2023-07-15
One of my proudest accomplishments from the past year is coding this website with the help of GPT.
When I first built the site, I wasn't sure I was going to finish it and GPT didn't have sharing features, so then I was done and I couldn't share with others what it was like, but it was really impactful for me. This skill that had always been outside of my grasp was now something I could do... and what did that mean for other skills?
Since finishing the site's MVP, I've periodically made changes, but haven't put all the effort into sharing them. I'm going to try and do more of that though, in part because ChatGPT's sharing features make it so easy to do.
So with that prologue, here's my first change log post: images are now responsive on the site. This was annoying me for a while and I'm glad I took the 15 minutes to fix it.
Here's how things looked before:

And here's how things look after:

You can see how I did it here
2023-07-12
Just to give you a sense, the mortality rate for something like cardiac arrest or a heart attack goes up by about 15 to 20% on the day of a marathon. Now, most people are not having cardiac arrest or a heart attack, so the aggregate impact on a city might be limited. But I think if I were to talk to people about the Boston Marathon bombings, most people would say that was a horrific event. But more people die because of marathon-associated road closures every year in a given city with a large marathon than died in the Boston Marathon bombings. But the bombings, what they did are so salient to us. Deaths in these other channels, we don’t even think about that.
That is from David Epstein's newsletter Range Widely. The cause is that the closure of roads along the marathon route makes it difficult to get to hospitals quickly.

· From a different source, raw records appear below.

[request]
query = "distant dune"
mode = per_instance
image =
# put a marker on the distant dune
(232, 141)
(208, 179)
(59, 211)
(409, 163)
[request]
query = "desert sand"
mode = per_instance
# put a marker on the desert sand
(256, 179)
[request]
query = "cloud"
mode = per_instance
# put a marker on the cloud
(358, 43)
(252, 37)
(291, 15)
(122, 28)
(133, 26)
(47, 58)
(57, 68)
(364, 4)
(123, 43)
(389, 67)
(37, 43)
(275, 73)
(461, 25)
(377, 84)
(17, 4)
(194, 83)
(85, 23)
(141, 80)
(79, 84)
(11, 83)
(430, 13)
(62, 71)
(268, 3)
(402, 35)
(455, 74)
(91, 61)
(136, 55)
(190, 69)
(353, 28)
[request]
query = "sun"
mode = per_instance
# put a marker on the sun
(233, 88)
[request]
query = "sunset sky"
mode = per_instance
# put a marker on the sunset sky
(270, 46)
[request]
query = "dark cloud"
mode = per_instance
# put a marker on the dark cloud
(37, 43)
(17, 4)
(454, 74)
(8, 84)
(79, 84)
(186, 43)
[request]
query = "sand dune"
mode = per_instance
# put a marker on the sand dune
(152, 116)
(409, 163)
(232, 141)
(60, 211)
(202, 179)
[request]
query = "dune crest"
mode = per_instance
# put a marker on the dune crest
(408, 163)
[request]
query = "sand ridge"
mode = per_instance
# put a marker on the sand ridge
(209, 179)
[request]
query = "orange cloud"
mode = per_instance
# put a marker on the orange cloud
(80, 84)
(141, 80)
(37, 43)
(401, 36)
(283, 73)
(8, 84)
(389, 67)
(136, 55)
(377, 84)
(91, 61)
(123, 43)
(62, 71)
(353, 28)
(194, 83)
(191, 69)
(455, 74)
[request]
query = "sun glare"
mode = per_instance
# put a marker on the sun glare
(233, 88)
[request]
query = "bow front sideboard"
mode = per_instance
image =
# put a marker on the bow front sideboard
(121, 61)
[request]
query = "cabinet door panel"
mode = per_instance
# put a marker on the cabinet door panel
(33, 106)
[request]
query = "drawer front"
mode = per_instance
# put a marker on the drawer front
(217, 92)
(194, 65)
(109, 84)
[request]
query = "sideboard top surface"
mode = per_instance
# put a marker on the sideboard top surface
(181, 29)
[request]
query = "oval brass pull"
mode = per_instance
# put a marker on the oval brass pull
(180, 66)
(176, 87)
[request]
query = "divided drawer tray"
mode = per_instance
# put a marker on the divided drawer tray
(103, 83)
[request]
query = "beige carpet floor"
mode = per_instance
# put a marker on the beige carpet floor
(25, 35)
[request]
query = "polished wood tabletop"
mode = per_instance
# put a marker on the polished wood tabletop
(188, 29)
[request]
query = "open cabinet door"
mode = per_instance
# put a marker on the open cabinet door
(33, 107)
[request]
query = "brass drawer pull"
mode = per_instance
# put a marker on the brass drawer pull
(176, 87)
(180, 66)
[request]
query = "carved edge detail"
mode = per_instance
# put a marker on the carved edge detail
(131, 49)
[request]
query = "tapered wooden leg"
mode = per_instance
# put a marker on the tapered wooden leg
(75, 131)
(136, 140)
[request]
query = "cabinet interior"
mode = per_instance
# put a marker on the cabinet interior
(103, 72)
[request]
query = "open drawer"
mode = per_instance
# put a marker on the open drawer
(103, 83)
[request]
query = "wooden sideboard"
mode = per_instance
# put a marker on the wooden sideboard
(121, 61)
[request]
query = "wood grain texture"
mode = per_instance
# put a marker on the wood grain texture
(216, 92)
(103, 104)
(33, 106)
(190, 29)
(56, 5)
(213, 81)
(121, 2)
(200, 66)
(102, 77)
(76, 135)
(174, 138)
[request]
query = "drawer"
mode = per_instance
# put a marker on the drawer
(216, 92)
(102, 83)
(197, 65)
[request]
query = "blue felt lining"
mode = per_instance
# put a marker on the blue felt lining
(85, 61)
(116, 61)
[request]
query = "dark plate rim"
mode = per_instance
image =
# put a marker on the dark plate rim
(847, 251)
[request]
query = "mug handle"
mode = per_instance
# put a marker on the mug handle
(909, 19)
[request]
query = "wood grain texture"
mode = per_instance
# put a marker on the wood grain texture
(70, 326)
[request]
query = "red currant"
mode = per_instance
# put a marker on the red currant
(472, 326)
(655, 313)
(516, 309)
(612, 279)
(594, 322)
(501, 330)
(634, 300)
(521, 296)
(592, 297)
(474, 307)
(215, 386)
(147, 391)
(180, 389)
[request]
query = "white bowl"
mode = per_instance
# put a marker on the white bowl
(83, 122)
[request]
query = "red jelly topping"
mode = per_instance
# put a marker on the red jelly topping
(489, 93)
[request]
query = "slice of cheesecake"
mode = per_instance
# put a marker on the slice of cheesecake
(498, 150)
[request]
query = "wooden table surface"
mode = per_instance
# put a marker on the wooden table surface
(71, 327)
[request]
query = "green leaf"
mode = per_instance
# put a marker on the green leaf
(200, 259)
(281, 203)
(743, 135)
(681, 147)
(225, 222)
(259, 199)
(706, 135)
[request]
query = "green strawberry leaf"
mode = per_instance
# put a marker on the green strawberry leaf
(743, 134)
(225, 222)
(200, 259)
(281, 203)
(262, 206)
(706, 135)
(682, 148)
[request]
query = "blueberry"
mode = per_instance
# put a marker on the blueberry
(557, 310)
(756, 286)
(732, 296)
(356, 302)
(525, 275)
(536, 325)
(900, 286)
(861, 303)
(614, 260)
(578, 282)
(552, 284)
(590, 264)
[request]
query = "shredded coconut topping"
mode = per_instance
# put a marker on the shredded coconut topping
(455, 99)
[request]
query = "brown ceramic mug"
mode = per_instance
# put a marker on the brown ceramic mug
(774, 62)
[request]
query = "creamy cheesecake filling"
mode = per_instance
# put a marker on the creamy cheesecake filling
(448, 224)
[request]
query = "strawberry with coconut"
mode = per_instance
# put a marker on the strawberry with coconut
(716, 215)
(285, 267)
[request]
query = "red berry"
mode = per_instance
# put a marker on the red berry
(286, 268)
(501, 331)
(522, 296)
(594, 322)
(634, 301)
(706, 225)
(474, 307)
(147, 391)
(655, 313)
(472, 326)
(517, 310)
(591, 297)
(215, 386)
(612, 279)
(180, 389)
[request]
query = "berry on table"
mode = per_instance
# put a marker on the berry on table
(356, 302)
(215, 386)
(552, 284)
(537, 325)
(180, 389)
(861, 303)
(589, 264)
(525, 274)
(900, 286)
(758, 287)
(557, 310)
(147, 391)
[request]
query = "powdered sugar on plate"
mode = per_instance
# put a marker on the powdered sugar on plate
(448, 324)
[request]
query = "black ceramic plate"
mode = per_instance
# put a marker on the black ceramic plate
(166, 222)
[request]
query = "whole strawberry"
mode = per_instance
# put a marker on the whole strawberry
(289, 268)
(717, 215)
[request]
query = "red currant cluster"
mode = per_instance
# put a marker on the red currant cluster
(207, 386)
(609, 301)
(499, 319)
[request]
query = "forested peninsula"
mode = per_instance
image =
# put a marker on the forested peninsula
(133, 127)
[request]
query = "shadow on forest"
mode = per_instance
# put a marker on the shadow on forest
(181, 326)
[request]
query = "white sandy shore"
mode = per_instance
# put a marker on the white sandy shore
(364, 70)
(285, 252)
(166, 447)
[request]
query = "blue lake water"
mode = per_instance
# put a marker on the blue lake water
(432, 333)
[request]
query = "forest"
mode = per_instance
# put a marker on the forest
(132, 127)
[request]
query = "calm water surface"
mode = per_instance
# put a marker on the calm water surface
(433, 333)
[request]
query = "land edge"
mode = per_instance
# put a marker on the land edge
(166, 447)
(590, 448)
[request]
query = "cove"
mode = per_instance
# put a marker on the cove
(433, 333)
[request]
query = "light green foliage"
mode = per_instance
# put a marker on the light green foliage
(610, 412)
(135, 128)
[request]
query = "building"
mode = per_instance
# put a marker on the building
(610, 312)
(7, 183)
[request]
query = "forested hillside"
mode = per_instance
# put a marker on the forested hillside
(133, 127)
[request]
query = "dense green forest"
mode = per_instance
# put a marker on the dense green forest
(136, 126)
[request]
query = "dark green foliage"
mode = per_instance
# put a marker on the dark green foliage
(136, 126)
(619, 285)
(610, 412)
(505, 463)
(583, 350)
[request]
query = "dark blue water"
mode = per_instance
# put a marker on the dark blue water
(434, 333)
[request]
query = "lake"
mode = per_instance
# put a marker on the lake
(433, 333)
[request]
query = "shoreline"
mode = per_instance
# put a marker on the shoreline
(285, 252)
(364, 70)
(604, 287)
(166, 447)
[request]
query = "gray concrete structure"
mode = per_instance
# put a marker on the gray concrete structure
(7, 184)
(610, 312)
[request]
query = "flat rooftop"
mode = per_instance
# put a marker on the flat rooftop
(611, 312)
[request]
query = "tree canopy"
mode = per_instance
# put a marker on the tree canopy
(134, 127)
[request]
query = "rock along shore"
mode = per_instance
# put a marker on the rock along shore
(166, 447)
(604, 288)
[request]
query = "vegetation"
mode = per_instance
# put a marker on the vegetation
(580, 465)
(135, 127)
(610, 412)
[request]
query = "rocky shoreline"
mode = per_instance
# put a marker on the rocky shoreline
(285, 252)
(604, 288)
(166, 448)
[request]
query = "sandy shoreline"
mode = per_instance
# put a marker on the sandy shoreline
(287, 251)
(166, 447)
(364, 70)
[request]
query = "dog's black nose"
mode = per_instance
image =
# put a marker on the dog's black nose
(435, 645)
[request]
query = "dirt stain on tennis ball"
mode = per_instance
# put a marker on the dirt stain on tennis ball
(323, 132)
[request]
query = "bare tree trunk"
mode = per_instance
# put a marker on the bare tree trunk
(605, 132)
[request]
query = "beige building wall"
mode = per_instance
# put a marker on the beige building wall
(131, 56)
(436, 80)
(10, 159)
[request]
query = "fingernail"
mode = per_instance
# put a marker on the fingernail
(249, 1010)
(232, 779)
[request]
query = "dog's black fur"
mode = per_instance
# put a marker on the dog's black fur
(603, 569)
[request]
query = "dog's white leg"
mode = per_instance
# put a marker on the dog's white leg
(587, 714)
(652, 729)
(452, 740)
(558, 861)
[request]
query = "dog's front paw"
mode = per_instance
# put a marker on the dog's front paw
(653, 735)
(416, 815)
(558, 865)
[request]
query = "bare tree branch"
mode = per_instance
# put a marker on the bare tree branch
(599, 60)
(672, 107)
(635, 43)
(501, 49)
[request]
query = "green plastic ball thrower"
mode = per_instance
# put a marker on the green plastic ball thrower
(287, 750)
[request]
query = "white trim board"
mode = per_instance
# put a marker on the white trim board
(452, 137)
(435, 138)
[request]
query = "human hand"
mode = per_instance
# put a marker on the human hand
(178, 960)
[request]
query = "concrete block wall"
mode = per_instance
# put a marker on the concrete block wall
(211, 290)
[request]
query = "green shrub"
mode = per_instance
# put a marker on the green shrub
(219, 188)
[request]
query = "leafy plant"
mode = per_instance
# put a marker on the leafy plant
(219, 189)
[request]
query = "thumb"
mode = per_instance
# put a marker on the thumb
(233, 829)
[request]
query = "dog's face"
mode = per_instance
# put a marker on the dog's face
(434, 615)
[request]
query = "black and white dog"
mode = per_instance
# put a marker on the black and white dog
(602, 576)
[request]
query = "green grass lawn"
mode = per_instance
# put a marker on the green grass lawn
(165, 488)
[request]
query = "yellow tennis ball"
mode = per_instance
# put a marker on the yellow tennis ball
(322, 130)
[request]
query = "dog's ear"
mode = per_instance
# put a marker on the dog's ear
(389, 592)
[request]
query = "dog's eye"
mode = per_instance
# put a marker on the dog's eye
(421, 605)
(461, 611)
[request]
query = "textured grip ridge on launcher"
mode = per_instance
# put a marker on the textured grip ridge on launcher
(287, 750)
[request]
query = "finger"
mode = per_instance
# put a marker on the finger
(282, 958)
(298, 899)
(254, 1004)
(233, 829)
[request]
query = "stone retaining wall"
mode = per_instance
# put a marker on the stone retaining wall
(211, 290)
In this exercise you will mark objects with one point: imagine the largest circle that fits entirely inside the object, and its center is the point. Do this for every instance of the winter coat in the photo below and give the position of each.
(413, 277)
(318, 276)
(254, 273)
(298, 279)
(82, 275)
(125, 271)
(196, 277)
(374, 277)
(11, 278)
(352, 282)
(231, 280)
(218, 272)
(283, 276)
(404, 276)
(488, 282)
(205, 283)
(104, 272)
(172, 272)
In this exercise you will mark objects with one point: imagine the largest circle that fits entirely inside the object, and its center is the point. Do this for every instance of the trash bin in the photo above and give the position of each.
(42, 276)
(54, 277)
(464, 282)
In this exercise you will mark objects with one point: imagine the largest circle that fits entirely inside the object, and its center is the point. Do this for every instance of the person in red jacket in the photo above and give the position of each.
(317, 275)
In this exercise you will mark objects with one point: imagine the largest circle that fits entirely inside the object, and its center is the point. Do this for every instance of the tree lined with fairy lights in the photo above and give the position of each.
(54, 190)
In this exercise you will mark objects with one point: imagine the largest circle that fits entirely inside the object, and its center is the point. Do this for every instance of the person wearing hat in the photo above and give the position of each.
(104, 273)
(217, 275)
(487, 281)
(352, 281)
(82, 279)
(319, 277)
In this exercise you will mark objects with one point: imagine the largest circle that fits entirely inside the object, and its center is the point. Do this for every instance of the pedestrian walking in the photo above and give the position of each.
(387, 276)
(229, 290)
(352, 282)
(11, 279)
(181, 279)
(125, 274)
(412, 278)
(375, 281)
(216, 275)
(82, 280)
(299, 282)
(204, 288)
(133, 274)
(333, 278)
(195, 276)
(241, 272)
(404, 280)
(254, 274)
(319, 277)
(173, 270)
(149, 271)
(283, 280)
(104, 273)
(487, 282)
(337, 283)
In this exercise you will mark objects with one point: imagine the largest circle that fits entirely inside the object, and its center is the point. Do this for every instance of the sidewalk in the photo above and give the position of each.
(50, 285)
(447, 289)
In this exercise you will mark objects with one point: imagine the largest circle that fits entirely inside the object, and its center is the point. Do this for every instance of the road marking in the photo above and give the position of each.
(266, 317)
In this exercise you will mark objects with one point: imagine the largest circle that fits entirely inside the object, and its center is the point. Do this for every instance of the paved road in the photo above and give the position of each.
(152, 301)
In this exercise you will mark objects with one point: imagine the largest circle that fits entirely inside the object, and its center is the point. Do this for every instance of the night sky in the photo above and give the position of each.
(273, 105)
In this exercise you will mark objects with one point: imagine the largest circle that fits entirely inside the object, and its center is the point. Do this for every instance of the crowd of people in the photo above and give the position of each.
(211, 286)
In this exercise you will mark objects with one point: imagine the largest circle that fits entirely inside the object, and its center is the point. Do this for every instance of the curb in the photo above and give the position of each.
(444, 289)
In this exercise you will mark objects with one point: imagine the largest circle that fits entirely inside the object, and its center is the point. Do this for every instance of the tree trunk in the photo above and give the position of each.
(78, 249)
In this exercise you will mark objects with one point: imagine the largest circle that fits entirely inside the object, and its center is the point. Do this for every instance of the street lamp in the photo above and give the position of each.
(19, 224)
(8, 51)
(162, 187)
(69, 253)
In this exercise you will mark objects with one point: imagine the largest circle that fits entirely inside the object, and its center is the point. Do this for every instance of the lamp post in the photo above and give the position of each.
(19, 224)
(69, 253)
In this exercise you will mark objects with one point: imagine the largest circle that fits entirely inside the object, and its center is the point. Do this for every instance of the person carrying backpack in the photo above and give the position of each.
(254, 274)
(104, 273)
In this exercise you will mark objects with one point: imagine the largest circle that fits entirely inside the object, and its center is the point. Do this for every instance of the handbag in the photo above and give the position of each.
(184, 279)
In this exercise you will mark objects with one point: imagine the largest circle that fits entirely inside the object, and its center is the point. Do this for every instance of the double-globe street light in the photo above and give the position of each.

An idle thought: I wonder if the same holds true for cardiac arrests during rush hour traffic?
2023-07-11
One of my favorite stories of the year. From Vice:
Comparatively, according to a representative from the Royal Thai Embassy in DC, there are just 300,000 Thai-Americans—less than 1 percent the size of the the Mexican-American population. Yet there are an estimated 5,342 Thai restaurants in the United States, compared to around 54,000 Mexican restaurants; that’s ten times the population-to-restaurant ratio. So, why are there so many Thai restaurants in the US?
The Thai government has created a company, the Global Thai Restaurant Company, to make it easier to start and run Thai restaurants. If I understand correctly, they aren't quite franchised (as in sharing a brand name), but effectively provide a pre-planned out restaurant. More from the article:
The Ministry of Commerce’s Department of Export Promotion, most likely run by bureaucrats rather than restaurateurs, drew up prototypes for three different “master restaurants,” which investors could choose as a sort of prefabricated restaurant plan, from aesthetic to menu offerings. Elephant Jump would be the fast casual option, at $5 to $15 per person; Cool Basil would be the mid-priced option at $15 to $25 a head; and the Golden Leaf prototype would cost diners $25 to $30, with décor featuring “authentic Thai fabrics and objets d’art.”
Why go to the trouble? To increase exports and travel to Thailand through gastrodiplomacy.
2023-07-05
Truly incredible statistic from the Nation on Meta's Metaverse, Horizon Worlds:
Metaverse platform, had only 38 active daily users. The Guardian reported that the monetized content ecosystem in Meta’s flagship product Horizon Worlds produced no more than $470 in revenue globally. Thirty-eight active users. Four hundred and seventy dollars.
I don't consider this to be a definitive statement on the concept of the metaverse, but wow are those numbers small. Found via The Browser.